Paul: Decople tests as two separate problems.

    • Annotation processor as in SPNHC demo for Nico to test.

User Test of annotation processor (Patrick and Nico).

Need: Specify DB on FP3 (no UI access needed). Set of sample records (in specify and mongo). Sample (1) New Determination, (2) New Georeference, and (3) Solve with more data annotations). Workflow able to generate new georeference annotations on mongo data. Need user accounts and database mappings for Patrick and Nico. Nico and Ed can connect into Friday's FP tech call (Hangout) to coordinate transfer of relevant weevil test data (like 20 records).

ASUHIC images: http://symbiota1.acis.ufl.edu/scan/portal/imagelib/photographers.php?collid=1

    • Production node deployment target date 2013 July 31.
  1. FP Node
  2. Supporting knowlege infrastructure (Fedora, Mongo, Fuseki).
  3. Harvest from Symbiota into Mongo/Fuseki (taxon tree into Fuseki with reasoning, need to add user interests, and occurrence records into mongo).
  4. ? AnnotationProcessor
  5. Update configuration/rules/harvest to use current OA/OAD/dwcFP.
  6. Configure SCAN symbiota to use this Node.

4 VMs - symbiota1, fp1, fp2, fp3. Use two for production (SCAN and NEVP) and two for development/testing.

Paul: annotation ingest into Symbiota?

Maureen: Driver for Symbiota would be easy.

Nico: Tradeoff: want SCAN folks working, but not on short term solution?

Nico: Primarly ASU as source for suitable images at this point, probably several months before sufficient pool is available. http://symbiota1.acis.ufl.edu/scan/portal/imagelib/photographers.php

Are there SCAN images present in MorphBank? Nico will figure this out..

Jim: MCZ images there yet?

Nico: Not yet:

Paul: Adding MCZ images in process.

  • Kepler
    • Taxon name cleaning (and SCAN?)

Tianhong: Looking at GBIF service and why results didn't come back.

Paul: We should refactor the GBIF service code to use the new API.

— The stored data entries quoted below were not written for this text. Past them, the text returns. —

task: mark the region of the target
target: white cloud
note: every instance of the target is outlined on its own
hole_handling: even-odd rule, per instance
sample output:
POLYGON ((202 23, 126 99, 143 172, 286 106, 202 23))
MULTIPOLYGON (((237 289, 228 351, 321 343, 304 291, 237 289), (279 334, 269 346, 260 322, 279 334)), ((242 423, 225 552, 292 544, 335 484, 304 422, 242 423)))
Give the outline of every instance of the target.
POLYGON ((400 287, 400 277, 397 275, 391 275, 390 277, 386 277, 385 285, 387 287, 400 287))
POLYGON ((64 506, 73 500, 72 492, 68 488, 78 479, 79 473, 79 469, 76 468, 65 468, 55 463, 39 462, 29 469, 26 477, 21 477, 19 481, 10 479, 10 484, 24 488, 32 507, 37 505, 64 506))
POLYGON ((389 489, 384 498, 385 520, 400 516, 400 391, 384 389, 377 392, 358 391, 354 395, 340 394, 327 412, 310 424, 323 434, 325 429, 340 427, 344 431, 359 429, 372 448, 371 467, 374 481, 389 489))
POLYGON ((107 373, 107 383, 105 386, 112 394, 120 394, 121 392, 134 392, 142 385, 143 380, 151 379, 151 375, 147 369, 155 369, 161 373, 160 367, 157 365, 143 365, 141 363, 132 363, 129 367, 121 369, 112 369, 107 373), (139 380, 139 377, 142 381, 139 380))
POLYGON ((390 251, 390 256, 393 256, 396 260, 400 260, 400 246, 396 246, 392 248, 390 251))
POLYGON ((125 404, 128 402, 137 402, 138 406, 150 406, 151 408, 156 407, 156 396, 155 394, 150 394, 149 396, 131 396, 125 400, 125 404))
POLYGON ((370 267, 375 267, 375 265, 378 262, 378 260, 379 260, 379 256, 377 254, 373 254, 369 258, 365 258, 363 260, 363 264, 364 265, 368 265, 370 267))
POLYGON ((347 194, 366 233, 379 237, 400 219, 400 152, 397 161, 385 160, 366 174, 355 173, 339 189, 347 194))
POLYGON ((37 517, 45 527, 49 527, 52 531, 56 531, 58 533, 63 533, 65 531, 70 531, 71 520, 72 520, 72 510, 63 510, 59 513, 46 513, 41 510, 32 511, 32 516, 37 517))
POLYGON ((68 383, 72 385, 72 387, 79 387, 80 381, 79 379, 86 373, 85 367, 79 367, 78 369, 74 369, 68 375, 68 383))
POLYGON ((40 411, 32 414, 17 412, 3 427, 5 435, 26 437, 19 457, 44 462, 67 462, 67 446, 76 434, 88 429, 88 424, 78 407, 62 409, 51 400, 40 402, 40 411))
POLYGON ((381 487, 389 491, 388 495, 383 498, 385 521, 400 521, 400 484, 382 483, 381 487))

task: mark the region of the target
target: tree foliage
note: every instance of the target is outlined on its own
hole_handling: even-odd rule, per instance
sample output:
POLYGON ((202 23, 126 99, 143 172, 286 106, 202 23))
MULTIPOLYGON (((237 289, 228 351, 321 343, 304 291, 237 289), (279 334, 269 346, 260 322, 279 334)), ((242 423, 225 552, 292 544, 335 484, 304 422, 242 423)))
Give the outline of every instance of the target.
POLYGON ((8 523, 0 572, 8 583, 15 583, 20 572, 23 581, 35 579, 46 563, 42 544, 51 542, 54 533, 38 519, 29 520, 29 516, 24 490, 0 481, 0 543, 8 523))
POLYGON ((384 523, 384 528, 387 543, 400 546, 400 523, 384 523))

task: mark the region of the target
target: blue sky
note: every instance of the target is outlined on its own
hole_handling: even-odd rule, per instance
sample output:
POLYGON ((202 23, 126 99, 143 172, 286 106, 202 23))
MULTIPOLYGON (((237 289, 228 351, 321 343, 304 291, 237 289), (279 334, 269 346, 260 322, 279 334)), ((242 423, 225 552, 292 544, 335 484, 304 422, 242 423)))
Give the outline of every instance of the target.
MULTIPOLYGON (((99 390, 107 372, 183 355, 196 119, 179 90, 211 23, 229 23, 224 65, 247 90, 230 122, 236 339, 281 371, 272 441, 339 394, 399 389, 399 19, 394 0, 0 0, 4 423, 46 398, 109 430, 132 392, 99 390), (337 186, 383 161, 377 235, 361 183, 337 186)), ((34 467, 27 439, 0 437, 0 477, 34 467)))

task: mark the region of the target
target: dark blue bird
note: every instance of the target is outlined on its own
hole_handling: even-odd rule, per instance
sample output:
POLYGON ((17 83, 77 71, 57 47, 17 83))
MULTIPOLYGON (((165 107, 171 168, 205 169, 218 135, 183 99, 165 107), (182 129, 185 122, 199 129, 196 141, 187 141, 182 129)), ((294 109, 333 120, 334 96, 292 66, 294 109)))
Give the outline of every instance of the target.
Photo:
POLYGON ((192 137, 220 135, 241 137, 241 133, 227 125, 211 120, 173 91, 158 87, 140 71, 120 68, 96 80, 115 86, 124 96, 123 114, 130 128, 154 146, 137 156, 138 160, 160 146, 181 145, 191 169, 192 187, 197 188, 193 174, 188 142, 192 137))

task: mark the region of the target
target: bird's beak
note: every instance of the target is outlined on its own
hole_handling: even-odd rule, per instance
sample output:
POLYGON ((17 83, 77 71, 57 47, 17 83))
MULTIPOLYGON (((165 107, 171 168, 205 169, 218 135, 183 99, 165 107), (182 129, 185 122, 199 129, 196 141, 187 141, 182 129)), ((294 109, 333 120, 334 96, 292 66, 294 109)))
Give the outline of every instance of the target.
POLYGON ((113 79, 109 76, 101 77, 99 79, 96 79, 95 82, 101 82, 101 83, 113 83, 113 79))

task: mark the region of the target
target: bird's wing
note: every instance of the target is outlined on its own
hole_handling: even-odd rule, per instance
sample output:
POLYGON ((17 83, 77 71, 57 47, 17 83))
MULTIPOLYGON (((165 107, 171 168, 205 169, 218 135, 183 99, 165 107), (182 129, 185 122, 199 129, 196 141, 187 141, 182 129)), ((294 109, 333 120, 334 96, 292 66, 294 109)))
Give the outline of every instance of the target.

TODO: Paul to send Tianhong links to the new GBIF api, documentation, bits in Kepler code, etc.

  • MCZbase Driver

Maureen: Still haven't gotten the database setup from Brendan.

Maureen: General impression (as with Symbiota), would like to hijack form processing system (also plausible approach for web based specify).

  • dwcFP and DarwinCore RDF guide - need to provide immediate feedback.

Paul: Distinct relationships to dwcFP.

David: Concur, also wouldn't be difficult to reconfigure to use their proposals in many places, lots of similarities. Non-Tech

  • Third Project Programmer, Burndown.

Brief update.

  • Recent Contacts

Bob has note from Berlin on discussions there.

Contact from Paddy, Paul needs to follow up.

  • Collaborations
    • Specify/Symbiota

Maureen: For friday, examining dependencies related to Kepler deployment - making development and deployment easier.

Discussion of documentation:

Plan: Maintain javadocs as current (with links out and automated documentation build). Start writing some other documentation in private wiki. Write deployment documentation as deployments occur (write in late July for SCAN components, write in late August for NEVP deployments).

Automated builds/hudson, etc running into permgen issues, probably non-trivial to address at this point. Could probably build javadocs on regular basis. Key issues are in libraries used repeatedly by different classes (in particular xml related libraries). Using JavaEE may simplify, but refactoring is definitely needed (particularly classes that do many things - split EJBs into multiple buisness logic components, can use other JavaEE mechanisms, e.g. could use injected resources for knowlege stores (which don't retain convesational state)).